Pawandeep Kaur-Bollinger1, Katharina S. Gotze1, Robert A. J. Oostendorp1

13rd Department of Internal Medicine, Klinikum rechts der Isar, Technische Universitat Munchen, Germany

TABLE OF CONTENTS

1. Abstract
2. Introduction
3. Soluble factors secreted by the niche
3.1. Secreted regulators maintaining HSC activity
3.1.1. Factors involved in stem cell maintenance/homeostasis
3.1.2. Factors involved in HSC self-renewal and quiescence
3.1.2.1. The niche and HSC self-renewal
3.2.1.2. The niche and HSC quiescence
3.1.3. Ligands of receptor tyrosine kinases and their role in the niche
3.1.3.1. KIT ligand (SCF)
3.1.3.2. FLT3 ligand (FL, FLT3LG)
3.1.3.3. Macrophage colony-stimulating factor (M-CSF)
3.1.4. Angiopoietins and angiopoietin-like secreted factors
3.1.5. Thrombopoietin (TPO)
3.1.6. Wnt-stimulators and Wnt inhibitors
3.1.7. Notch/Jagged1 signaling
3.2. Secreted Factors involved in stem cell adhesion and lodging
3.3 .Secreted factors that retain stem cell pool and niche size
4. The cancer stem cell niche
5. Therapeutic relevance and perspectives
6. Acknowledgments
7. References

1. ABSTRACT

The stem cell microenvironment (in vivo known as niche) is a specific space in the bone marrow (BM), which nurses hematopoietic stem cells and regulates their self-renewal and differentiation using extrinsic cues, such as secreted factors. The niche plays a major role in regulating the number of blood cells and also protects stem cells against excessive proliferation. Till date, several possible secreted regulators of HSC function have been reported. Many of these were originally isolated from stromal cells and the cell lines isolated from hematopoietic tissues.
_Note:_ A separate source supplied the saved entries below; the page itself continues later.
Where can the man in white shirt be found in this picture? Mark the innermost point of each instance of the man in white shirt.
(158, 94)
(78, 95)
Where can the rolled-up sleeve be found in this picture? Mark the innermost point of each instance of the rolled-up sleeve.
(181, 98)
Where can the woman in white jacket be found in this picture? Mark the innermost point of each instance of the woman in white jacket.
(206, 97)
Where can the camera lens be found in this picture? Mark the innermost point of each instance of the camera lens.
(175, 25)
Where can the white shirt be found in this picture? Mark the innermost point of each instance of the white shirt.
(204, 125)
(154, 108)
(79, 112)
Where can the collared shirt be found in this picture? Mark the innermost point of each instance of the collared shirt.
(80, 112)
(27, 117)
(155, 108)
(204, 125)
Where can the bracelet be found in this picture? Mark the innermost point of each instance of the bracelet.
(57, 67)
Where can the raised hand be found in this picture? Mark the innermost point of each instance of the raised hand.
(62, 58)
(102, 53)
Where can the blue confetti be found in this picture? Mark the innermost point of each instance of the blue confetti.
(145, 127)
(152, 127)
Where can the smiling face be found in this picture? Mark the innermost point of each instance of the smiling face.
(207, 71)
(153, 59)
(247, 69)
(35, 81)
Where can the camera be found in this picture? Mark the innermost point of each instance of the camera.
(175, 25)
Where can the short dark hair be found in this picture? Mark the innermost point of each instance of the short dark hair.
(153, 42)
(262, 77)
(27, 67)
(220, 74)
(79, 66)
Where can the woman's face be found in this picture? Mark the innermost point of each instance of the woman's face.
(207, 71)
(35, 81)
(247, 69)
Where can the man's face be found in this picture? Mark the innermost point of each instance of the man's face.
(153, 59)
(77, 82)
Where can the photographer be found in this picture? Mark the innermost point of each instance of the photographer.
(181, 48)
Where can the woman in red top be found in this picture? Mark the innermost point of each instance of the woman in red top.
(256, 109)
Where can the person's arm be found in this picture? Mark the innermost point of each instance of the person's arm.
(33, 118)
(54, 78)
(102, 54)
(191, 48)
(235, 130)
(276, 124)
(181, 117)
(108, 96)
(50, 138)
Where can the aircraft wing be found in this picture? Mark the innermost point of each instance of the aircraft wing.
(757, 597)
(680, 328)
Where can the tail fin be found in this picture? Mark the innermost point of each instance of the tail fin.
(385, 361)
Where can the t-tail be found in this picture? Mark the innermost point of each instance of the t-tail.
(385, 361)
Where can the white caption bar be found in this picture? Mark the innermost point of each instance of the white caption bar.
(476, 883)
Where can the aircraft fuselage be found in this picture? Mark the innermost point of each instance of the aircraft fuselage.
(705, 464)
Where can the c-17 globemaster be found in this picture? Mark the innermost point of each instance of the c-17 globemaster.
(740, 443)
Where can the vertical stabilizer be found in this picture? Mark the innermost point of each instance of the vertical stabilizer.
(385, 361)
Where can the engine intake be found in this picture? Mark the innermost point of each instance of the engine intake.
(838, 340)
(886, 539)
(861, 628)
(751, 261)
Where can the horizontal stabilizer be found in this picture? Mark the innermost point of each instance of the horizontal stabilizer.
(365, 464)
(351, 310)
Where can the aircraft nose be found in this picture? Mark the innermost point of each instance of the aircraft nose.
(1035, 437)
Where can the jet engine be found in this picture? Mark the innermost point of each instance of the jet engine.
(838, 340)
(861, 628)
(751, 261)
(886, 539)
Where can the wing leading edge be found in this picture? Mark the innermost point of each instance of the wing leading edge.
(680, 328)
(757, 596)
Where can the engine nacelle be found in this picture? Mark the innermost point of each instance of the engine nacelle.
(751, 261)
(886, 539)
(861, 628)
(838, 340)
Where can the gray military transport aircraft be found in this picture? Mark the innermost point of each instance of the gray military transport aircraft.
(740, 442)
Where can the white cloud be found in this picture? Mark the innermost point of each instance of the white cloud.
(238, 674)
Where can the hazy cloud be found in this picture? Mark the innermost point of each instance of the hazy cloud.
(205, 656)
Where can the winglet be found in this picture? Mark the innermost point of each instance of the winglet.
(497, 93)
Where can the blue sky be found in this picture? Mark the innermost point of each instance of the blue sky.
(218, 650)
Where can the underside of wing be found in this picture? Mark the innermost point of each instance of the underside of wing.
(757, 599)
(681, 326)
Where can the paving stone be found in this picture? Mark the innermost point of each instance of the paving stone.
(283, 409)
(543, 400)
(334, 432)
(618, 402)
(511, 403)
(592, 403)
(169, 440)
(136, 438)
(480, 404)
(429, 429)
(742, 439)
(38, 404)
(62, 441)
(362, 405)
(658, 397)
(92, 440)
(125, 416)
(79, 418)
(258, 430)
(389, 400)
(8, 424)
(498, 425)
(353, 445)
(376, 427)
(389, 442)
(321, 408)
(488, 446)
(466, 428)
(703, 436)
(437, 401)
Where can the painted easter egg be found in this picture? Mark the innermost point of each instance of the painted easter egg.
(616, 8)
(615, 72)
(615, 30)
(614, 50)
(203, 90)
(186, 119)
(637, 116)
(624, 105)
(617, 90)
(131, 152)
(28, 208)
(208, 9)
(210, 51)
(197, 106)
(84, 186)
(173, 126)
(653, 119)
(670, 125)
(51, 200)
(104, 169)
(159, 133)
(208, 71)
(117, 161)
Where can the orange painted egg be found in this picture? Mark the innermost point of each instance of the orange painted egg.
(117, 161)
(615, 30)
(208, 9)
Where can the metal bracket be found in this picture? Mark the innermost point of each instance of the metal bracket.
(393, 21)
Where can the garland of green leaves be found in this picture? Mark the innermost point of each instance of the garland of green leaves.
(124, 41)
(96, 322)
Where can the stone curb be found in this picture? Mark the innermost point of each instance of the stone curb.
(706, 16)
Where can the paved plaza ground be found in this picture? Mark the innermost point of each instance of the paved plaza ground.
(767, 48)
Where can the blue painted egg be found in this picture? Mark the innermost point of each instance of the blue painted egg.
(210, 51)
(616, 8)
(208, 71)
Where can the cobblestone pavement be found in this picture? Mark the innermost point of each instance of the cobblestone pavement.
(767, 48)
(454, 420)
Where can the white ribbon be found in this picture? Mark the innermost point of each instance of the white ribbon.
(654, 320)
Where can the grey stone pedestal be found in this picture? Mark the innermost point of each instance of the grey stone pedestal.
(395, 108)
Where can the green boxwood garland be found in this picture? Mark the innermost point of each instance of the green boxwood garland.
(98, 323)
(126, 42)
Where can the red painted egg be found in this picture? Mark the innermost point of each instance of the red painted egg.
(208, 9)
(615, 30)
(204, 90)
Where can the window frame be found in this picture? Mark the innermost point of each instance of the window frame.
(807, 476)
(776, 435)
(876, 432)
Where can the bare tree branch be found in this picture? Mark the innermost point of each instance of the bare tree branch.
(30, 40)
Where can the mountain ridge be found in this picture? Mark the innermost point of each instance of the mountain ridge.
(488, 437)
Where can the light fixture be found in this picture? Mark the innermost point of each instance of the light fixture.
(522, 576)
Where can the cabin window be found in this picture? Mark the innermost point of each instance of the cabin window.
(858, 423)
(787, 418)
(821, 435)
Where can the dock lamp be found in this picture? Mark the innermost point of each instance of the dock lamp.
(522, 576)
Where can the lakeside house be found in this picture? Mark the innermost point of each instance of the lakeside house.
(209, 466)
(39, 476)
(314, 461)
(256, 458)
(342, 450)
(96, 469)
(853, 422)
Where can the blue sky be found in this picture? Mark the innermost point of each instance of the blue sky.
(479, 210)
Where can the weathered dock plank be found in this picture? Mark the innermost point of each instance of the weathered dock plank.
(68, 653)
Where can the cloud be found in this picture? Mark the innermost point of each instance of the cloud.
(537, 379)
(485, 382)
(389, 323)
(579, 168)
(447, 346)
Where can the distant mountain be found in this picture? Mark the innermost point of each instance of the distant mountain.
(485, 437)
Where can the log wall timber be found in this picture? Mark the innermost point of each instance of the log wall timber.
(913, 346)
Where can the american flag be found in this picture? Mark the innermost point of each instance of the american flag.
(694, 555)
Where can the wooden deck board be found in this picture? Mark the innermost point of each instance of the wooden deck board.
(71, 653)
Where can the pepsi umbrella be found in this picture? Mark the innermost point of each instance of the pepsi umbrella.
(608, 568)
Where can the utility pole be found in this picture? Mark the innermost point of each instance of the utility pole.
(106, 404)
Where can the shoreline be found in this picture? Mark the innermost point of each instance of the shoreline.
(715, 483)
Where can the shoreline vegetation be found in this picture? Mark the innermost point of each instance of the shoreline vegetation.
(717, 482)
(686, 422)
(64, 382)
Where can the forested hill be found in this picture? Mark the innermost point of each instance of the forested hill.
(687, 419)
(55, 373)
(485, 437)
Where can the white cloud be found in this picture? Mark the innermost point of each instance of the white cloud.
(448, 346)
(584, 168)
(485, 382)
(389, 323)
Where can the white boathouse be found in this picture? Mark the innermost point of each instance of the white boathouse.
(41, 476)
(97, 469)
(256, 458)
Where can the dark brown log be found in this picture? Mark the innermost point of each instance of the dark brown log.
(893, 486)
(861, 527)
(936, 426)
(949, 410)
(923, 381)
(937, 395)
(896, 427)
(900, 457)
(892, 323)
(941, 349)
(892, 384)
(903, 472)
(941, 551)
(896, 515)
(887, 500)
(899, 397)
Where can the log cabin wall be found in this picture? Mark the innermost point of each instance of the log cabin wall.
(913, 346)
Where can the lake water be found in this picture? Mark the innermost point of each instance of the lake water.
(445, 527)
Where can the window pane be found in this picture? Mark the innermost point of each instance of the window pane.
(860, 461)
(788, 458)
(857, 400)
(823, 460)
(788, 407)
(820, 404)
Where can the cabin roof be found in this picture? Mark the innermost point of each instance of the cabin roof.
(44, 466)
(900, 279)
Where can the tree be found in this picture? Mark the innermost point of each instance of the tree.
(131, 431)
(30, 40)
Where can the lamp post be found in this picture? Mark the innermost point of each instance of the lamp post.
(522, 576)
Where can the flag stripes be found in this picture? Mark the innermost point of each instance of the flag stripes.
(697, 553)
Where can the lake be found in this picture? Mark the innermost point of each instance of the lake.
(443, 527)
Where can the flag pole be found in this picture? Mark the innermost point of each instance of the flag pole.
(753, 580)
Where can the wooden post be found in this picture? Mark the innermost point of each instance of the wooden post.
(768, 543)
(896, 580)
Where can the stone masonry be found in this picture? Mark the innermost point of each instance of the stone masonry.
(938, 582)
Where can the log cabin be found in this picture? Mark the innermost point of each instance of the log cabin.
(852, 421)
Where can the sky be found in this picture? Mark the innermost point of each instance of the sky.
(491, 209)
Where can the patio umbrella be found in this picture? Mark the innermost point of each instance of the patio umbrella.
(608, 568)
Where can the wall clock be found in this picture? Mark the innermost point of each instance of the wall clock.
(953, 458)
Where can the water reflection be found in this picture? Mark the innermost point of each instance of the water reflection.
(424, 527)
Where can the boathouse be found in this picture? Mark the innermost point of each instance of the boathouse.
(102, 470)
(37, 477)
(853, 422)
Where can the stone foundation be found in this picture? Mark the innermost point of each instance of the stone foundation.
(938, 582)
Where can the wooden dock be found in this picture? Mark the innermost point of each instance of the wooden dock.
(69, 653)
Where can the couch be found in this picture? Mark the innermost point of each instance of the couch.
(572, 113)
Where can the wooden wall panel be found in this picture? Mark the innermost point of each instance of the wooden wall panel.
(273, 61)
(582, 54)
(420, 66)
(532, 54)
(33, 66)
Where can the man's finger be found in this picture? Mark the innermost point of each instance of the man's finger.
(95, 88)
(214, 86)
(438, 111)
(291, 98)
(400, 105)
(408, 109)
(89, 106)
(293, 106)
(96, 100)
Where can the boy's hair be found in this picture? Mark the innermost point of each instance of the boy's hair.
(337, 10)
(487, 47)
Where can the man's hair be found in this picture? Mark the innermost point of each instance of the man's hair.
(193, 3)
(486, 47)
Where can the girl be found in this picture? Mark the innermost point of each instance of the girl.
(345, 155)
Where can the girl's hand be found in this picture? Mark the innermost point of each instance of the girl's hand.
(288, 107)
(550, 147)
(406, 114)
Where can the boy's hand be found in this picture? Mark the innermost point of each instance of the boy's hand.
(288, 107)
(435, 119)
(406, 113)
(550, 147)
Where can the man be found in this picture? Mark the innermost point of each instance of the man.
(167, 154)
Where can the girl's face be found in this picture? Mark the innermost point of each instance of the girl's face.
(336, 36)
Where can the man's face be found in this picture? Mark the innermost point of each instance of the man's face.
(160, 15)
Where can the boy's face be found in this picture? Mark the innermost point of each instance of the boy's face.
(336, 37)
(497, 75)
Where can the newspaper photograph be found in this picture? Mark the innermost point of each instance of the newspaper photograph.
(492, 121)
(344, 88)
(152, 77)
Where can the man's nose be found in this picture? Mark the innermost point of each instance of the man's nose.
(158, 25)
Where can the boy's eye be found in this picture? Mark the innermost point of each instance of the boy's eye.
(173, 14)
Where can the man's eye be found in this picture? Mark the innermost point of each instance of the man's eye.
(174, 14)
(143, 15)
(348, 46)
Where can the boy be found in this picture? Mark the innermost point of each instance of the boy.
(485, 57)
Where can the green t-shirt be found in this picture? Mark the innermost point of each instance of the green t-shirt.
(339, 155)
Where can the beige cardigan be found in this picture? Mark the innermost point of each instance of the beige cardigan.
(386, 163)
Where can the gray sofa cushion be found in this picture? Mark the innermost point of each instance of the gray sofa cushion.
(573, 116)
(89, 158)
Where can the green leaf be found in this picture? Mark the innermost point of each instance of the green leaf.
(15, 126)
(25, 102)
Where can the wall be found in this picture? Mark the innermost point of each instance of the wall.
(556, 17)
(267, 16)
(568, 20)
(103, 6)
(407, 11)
These secreted factors act in concert and not only regulate HSC, but also the niche cells. It has also become clear that deregulation of the niche function is a potential cooperating factor during the development of hematological malignancies. An understanding of how the niche participates in HSC maintenance and repair through soluble factors can offer new opportunities for the development of novel therapeutic tools against hematological malignancies.